LOUISVILLE, Ky. — Fighting against racial inequality has long been a thread woven into U.S. history. It's a fact that regional history archivist, Tom Owen knows all too well.
"What we're dealing with are themes and issues that are much broader than what happened last night," said Owen, who works at the University of Louisville.
Accusations of police brutality are nothing new. Breonna Taylor has become one name among many that protesters chant while demanding justice.
It was 52 years ago, at the end of May 1968, that tensions grew across the country with the assassination of Martin Luther King Junior.
"It had been bubbling, but of course everything was unsettled because of the Martin Luther King Assassination," Owen said.
In Louisville, a white police officer was reinstated after beating a black man two weeks earlier. Protests began on 28th and Greenwood and turned violent.

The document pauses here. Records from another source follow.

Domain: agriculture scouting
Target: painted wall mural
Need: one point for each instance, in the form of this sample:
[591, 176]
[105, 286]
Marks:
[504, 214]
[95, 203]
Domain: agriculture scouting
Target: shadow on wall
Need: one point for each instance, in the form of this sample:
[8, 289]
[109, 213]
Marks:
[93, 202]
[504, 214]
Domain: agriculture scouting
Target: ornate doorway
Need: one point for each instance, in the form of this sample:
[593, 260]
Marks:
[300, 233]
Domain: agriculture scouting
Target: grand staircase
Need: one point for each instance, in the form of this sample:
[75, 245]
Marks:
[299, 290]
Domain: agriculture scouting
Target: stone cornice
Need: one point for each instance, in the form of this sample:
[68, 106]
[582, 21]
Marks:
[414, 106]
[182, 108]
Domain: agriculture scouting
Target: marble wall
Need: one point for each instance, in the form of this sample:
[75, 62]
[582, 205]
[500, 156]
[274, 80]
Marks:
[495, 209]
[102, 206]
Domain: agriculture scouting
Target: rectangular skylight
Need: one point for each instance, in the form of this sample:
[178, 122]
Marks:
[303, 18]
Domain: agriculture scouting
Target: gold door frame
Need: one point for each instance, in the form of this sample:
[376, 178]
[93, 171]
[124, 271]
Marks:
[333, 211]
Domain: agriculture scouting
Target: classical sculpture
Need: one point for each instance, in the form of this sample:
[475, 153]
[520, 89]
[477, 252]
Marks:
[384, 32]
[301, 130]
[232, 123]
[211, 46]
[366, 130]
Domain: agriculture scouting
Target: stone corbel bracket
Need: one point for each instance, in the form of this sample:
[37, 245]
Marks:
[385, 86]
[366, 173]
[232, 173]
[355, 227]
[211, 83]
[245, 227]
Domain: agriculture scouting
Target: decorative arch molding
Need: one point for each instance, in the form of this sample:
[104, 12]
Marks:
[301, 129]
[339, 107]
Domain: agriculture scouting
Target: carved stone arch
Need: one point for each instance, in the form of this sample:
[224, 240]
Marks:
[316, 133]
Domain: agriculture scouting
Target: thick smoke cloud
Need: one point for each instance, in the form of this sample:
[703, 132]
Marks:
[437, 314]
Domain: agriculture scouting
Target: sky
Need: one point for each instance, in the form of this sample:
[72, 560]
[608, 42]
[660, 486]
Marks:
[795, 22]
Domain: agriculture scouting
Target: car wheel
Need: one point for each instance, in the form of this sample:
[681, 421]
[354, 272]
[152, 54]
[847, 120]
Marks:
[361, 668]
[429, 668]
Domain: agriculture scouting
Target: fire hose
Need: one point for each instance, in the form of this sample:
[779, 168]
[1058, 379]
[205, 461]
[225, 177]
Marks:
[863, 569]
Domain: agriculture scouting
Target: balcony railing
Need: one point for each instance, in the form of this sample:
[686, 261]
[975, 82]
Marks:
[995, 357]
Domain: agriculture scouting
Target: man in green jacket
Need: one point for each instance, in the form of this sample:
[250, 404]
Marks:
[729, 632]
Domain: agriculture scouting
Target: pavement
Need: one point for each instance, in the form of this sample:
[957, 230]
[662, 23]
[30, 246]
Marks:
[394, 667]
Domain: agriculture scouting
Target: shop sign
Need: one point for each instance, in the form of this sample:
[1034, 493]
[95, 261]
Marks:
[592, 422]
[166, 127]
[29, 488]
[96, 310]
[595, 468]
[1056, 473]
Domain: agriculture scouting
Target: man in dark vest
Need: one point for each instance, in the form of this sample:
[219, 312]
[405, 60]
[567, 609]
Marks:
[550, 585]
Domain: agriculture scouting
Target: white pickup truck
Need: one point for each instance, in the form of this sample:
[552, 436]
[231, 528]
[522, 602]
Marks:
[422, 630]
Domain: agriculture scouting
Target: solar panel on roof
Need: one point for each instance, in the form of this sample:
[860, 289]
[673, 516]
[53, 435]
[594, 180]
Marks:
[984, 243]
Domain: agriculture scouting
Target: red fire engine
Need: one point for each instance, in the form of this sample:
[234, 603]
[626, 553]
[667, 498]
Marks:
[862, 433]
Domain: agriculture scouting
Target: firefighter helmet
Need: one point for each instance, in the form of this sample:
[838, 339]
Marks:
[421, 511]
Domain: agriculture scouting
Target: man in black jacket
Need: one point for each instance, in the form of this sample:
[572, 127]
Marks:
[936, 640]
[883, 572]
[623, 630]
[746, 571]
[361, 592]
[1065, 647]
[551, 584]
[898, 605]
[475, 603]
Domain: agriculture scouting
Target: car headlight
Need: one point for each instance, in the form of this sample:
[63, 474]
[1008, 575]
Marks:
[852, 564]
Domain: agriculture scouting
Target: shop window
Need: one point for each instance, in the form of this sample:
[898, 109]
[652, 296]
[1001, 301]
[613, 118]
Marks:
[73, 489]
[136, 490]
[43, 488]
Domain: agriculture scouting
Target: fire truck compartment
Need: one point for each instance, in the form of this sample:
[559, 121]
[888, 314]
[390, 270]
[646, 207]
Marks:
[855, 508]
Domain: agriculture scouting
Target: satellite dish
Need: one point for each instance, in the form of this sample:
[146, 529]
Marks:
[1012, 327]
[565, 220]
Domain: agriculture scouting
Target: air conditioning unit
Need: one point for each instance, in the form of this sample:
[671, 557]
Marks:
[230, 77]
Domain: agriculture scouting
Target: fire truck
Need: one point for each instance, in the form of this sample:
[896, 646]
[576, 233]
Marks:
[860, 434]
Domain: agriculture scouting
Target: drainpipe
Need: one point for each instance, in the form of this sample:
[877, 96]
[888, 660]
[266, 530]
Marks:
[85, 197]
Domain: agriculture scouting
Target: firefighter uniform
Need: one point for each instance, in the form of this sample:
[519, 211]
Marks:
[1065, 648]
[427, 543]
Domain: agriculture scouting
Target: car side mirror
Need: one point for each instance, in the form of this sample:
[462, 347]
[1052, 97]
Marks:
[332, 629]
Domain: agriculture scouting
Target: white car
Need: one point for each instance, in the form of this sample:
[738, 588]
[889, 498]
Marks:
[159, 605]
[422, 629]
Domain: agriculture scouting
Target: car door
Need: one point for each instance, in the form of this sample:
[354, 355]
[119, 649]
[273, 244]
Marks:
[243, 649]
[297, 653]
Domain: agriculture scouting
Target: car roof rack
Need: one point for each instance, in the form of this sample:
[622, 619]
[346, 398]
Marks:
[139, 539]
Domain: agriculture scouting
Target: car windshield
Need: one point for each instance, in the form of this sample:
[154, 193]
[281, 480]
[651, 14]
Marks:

"Rioting broke out and continued for four nights and ultimately involving the calling out of over a thousand national guard," Owen said.
Two teenagers lost their lives. We spoke to Fannie Groves, the mother of 14-year-old James Groves, who was killed that day.
"I heard the shots," Groves said. "When they shot him, I heard his screams, His last words was mama."
In 1975, there was also a protest against busing to desegregate the schools in Louisville. School buses were attacked, causing a state of emergency.
Michael Newby was shot and killed by a Louisville Metro officer in 2004. When the officer isn't indicted, demonstrators take to the street. Once again starting peaceful and ending in violence.
Now, 52 years later, Breonna Taylor's name is chanted.